Airflow Production Tips — Grouped Failures and Retries

Last Updated on July 25, 2023 by Editorial Team

Author(s): Guilherme Banhudo

Originally published on Towards AI.

Airflow Production Tips — Grouped Failures and Retries — Photo by Jackson Simmer on Unsplash

Apache Airflow has become the de facto standard for Data Orchestration. However, throughout the years and versions, it accumulated a set of nuances and bugs which can hinder its production usage.

This series of articles aims at walking Apache Airflow users through the process of overcoming these issues, the same issues I have faced.

Note: As usual, all of the code is available in my GitHub repository, here.

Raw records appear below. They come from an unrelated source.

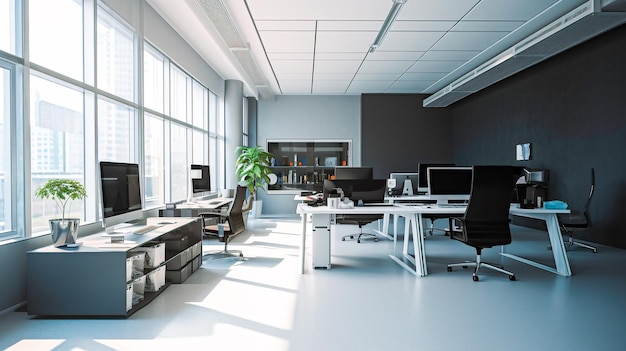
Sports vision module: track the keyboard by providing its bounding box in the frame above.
[131,225,160,235]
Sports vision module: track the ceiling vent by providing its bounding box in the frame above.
[423,0,626,107]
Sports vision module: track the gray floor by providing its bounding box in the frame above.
[0,219,626,351]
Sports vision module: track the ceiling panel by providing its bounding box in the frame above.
[148,0,590,95]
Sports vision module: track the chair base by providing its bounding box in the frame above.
[548,236,598,253]
[341,232,378,244]
[448,256,515,282]
[202,250,246,261]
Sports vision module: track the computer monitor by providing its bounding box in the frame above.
[389,173,419,195]
[190,165,211,194]
[417,163,454,194]
[427,167,472,203]
[100,162,143,233]
[324,179,387,206]
[335,167,374,179]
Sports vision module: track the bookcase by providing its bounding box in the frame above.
[266,139,352,193]
[26,217,202,318]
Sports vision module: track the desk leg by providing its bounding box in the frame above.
[501,213,572,277]
[546,214,572,277]
[300,213,307,274]
[389,214,427,277]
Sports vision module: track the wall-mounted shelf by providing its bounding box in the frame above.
[267,140,352,194]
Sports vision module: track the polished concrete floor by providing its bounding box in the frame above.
[0,219,626,351]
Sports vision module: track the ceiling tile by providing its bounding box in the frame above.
[408,61,465,72]
[359,60,413,73]
[464,0,560,21]
[259,31,315,53]
[378,31,446,51]
[432,32,508,51]
[315,60,361,73]
[272,60,313,75]
[354,72,402,80]
[315,32,376,53]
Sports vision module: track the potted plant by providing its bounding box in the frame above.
[35,179,87,247]
[236,146,273,217]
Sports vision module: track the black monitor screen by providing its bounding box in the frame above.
[100,162,142,218]
[417,163,454,191]
[389,173,419,195]
[428,167,472,200]
[324,179,387,205]
[191,165,211,193]
[335,167,374,179]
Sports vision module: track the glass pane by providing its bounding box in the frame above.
[170,124,189,202]
[143,44,165,113]
[170,68,187,122]
[0,68,13,233]
[98,8,135,101]
[192,81,208,129]
[144,115,165,208]
[191,130,208,165]
[30,76,85,233]
[0,0,16,55]
[28,0,83,81]
[98,99,137,163]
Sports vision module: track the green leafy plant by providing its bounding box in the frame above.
[236,146,273,195]
[35,179,87,220]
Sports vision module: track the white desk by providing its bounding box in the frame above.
[383,195,431,237]
[296,203,426,276]
[403,205,572,277]
[159,197,233,217]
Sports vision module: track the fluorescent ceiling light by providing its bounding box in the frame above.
[369,0,406,52]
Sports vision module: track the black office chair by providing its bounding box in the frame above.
[335,179,387,243]
[558,168,598,253]
[200,186,247,259]
[448,166,515,281]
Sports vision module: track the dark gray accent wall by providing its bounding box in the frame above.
[361,25,626,248]
[449,26,626,248]
[361,94,453,178]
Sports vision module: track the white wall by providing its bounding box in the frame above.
[257,96,361,216]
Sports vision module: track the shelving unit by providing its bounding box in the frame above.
[267,140,352,194]
[27,217,202,318]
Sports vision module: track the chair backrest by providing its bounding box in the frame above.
[464,166,514,238]
[228,185,247,235]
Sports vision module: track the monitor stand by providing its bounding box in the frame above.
[402,179,413,196]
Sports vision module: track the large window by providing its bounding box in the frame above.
[98,98,138,163]
[0,0,223,239]
[97,8,135,101]
[143,114,165,208]
[143,43,165,113]
[28,0,84,81]
[30,75,85,233]
[0,0,18,55]
[0,66,13,237]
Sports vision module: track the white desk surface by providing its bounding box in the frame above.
[296,204,571,276]
[176,197,233,209]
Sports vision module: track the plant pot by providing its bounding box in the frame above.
[48,218,80,247]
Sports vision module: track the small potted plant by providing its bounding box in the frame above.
[236,146,273,217]
[35,179,87,247]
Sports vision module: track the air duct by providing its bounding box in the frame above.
[423,0,626,107]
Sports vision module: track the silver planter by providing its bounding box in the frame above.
[48,218,80,247]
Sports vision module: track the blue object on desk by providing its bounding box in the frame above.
[543,200,567,210]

Grouped failures and retries

TLDR: In Airflow it is common for multiple tasks to be considered one, a common use case would be the usage of a Run Operator alongside with its Sensor Operator. If the Sensor task fails, then technically, the entire process failed and should be restarted. However, Airflow by default will only retry the Sensor task without retrying to run the Run task. In this post, you will find out how to fix it.

TLDR #2: You can skip directly to the solution, here

Problem Statement

More often than not, we are all faced with the need to create sets of Tasks we want to either Fail (and retry) or Succeed as a whole.

Consider the case of running an AzureDataFactoryRunPipelineOperator, named TaskRun in combination with the corresponding Sensor to retrieve its status, AzureDataFactoryPipelineRunStatusSensor named TaskSensor.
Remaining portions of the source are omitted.